A Rutgers-led team recently unveiled VitalID, an authentication method that reads tiny vibrations from your breathing and heartbeat as they resonate through your skull — a biometric tailored for VR/AR.
This new invention joins a long list of ideas — from swallowable microchip pills to body odour detectors — that were meant to replace passwords.
Cybersecurity experts at password manager company NordPass have traced these attempts and compiled a report. Digital Journal reviews the key findings.
Bizarre passwordless experiments
Some of the strangest and most interesting authentication methods proposed have been picked out.
The password pill
In 2013, around the time Apple’s Touch ID launched, Motorola unveiled a striking prototype — a swallowable authentication pill containing a tiny chip powered by stomach acid. The device produced an 18‑bit, ECG‑like signal that effectively turned the user’s body into an authentication token. It never advanced beyond demos, largely because it felt more like surveillance than authentication, and because Touch ID offered a simpler, far less invasive alternative.
Electronic tattoo
At the same 2013 conference, Motorola also showcased a temporary password tattoo — ultra‑thin, flexible circuits that adhered to the skin for on‑body authentication. The demos were unforgettable, but the concept stalled due to practicality, privacy, and adoption hurdles — users had to replace the tattoo weekly, or it stopped working, making it more cumbersome and costly than passwords. Notably, while that authentication concept faded, similar flexible electronics now power consumer products such as adhesive baby thermometers.
Bone-conducted skull signatures
Researchers have repeatedly explored using the way sound travels through the skull as a unique biometric, from early “SkullConduct” work to recent systems like Rutgers’ VitalID. The core idea is simple — your skull’s acoustic response can be as distinctive as a fingerprint. It’s a clever concept, but so far it has remained largely at the prototype stage because it’s impractical to rely on a head‑mounted device every time you log in. However, VitalID may be on the right track by focusing on virtual and augmented reality environments, where users already wear a device on their heads.

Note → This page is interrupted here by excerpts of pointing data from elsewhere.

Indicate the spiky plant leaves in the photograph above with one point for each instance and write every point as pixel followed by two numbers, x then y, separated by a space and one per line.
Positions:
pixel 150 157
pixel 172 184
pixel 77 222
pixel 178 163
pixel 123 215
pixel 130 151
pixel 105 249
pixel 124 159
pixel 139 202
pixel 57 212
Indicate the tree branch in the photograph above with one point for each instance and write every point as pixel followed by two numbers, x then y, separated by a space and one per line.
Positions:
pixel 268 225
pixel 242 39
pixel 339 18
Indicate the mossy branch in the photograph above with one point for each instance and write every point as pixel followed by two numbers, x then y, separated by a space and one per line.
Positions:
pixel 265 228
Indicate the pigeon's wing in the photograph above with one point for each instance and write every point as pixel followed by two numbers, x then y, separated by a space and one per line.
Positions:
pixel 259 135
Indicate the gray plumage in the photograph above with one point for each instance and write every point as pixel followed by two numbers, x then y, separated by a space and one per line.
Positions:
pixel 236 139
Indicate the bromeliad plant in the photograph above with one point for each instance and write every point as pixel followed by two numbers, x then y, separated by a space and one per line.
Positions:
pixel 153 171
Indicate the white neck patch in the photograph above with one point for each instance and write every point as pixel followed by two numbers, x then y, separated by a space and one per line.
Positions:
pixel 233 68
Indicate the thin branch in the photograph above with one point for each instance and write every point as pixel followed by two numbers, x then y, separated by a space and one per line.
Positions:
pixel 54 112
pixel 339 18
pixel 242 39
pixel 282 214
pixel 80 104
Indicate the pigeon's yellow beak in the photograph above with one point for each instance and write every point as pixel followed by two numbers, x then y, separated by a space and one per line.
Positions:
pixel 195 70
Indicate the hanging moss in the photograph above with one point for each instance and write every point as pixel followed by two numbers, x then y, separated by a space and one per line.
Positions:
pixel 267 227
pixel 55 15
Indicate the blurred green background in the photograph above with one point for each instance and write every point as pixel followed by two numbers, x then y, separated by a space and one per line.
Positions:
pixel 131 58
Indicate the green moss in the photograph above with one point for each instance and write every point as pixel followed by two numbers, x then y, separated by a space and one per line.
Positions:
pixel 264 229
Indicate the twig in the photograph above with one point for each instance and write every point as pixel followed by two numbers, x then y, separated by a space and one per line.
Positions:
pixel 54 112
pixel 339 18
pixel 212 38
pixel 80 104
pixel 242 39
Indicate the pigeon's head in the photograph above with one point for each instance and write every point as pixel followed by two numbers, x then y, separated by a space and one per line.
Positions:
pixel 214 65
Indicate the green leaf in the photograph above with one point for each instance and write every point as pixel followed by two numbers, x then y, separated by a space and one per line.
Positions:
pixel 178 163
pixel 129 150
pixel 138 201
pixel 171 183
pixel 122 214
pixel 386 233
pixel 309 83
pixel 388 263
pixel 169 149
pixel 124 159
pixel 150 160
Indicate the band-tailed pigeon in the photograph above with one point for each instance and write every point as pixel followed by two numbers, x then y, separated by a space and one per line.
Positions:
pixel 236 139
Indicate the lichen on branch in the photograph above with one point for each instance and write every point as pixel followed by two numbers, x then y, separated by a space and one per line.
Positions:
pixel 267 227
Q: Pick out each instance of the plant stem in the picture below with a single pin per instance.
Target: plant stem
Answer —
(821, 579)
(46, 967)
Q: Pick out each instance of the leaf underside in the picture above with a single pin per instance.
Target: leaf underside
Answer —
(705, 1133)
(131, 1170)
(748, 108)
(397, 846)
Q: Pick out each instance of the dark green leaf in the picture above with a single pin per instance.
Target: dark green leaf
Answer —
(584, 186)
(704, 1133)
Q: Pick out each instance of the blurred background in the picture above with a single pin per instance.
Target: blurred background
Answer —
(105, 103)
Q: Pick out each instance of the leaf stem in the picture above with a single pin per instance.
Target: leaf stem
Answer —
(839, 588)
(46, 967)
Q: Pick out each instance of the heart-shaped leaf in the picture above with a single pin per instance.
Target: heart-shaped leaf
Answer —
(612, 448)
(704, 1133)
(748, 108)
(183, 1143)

Heartbeat recognition (ECG)
Devices like the Nymi Band use a person’s unique heart rhythm as a biometric signature. Because no two ECG patterns are identical, the wearer can authenticate simply by being near authorized devices. This is one of the few experimental methods that actually reached the market — but it remains niche, designed for B2B and research scenarios where staff must authenticate to equipment beyond standard computers (it requires both an ECG bracelet and a compatible reader plugged into a machine). For the mass market, it is still too costly and impractical.
Vein pattern mapping
This method uses infrared light to map the unique vein patterns beneath the skin, typically in the palm or fingers. It is already deployed in high‑security environments such as laboratories and data centers, as well as for patient identification and secure access to electronic medical records (e.g., Imprivata PatientSecure). Like ECG bracelets, however, it remains impractical for mass‑market use because it requires specialized sensors or additional hardware on smartphones and computers.
Lip-reading software
Researchers have developed systems that identify users based on the unique way they mouth specific words or phrases. While the technology is now relatively mature, it is used more often to support solutions for people with hearing impairments and for forensic analysis (e.g., extracting speech cues from silent CCTV footage). It could be applied to authentication, but it remains impractical — most users won’t want to mouth passphrases at a computer or phone every time they log in.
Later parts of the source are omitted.